Она и сейчас была в моих руках, слушала мою болтовню и улыбалась мне. Она была бесконечно хороша.
Хотя Шарж и уверял нас, что все оплачено, под занавес гуляния сложилось так, что мне пришлось, признаться, с великим неудовольствием, выложить почти весь свой капитал. Когда мы вышли в вестибюль, я заметил, что Шарж сильно шатается и фантастический галстук мечется воздушным змеем и ударяет его в невыразительную, слегка впалую грудь.
- Этот Владимир Иванович, - сказал он, нетвердой рукой указывая на швейцара, который как раз с невозмутимым видом подавал мне шляпу, - знает три нерусских языка... удалец!
Мне представилось, что Владимир Иванович непременно скажет какую-нибудь нерусскую гадость в мой адрес, и я поспешил воззриться на него внушительно и предостерегающе, однако он молчал и смотрел орлом. Я опасался, что Шарж выйдет из роли и заботы о Кире снова лягут на мои плечи. Но я плохо знал нынешнего Шаржа, не исключаю, впрочем, что у него в голове возникли собственные виды на это бедное создание. Во всяком случае, едва мы оказались на улице, он тотчас остановил такси и принялся решительно подталкивать к нему Киру, и вот тут-то она, похоже, окончательно уяснила обстановку и возвысилась до некоторого протеста. Она отлично понимала, что ей ни к чему Шарж с его проблемами, с его детьми и алиментами, ей хотелось эксцентричного художника; она как будто забыла, что и я не без жены, или слишком уж уверилась, что моя жена совершенно не в счет. Все это было очень странно.
У меня вдруг зашевелилось подозрение, что Кира читает мои мысли. Да, моя жена не в счет, но это знаю я один... Протест Киры всех нас, кроме Шаржа, погрузил в задумчивость. Кира кошачьими взмахами лапок отшлепала шаржевы толкающие руки и что-то при этом повизгивала. Однако Шарж был неумолим, как бывает неумолим до крайности отчаявшийся человек. Я задался целью выяснить, хорошо ли Кира провела время с нами, и тоже наступал и напирал. Это была важная тема. Ведь благодаря активности Киры собрались мы нынче вместе и, судя по всему, хорошо провели время, так что было бы черной неблагодарностью с нашей стороны как-либо ее обидеть. Но Кира не отвечала, в ее глазах светилась печаль. Разумеется, ее сунули в такси, Шарж плюхнулся рядом с ней, машина сорвалась с места, и мы, оставшиеся, видели, что Кира долгим, страдальческим, словно ее везли на плаху, взглядом смотрела на нас через заднее стекло. Затем машина свернула за угол. С Кирой было покончено.

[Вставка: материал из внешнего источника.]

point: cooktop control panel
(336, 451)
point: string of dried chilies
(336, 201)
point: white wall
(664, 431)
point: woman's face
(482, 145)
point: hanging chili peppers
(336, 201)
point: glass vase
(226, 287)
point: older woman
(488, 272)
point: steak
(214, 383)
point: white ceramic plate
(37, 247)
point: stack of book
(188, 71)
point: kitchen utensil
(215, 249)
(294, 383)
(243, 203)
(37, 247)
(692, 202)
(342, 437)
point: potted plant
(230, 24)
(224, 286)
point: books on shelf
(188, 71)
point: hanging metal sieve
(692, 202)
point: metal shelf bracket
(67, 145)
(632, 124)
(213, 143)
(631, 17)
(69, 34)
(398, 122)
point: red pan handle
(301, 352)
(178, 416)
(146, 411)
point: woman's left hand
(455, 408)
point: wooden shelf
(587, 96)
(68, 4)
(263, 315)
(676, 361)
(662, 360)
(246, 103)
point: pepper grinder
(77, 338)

Гулечка, глядя себе под ноги, отрешенно стояла на пустом тротуаре, мы были одни перед входом в затухающий ресторан, и облик моей подруги говорил, что и она только сейчас, может быть, уяснила обстановку. Наступил решающий момент, теперь все должно решиться, лишь теперь, как мне ни представлялось, что все уже решено. Неужели в ее прелестной головке ворочаются какие-то мысли о жестокости окружающих, о м о е й жестокости, и что она сделалась игрушкой в чужих руках? Мне почему-то взбрело на ум, что именно так она сейчас думает. Страшная слабость охватила меня, и я глупо улыбался. Я не знал, что произойдет в следующее мгновение. Проводив Киру, покончив с Кирой, я приближался к Гулечке на слабых ногах и с безупречной отчетливостью, как сквозь изумрудно прозрачную воду, понимал, что хочу ее и сойду с ума, если теперь она покончит со мной, как я покончил с Кирой. И в то же время мне внезапно почудилось, будто мое чувство к ней неестественно, придумано мной, чтобы заместить скуку, и если она сейчас повернется и уйдет и потеряется для меня навеки, я только посмеюсь ей вслед, как-нибудь даже злобно посмеюсь, ядовито и с какими-то судорогами и корчами, извиваясь на земле, как червь.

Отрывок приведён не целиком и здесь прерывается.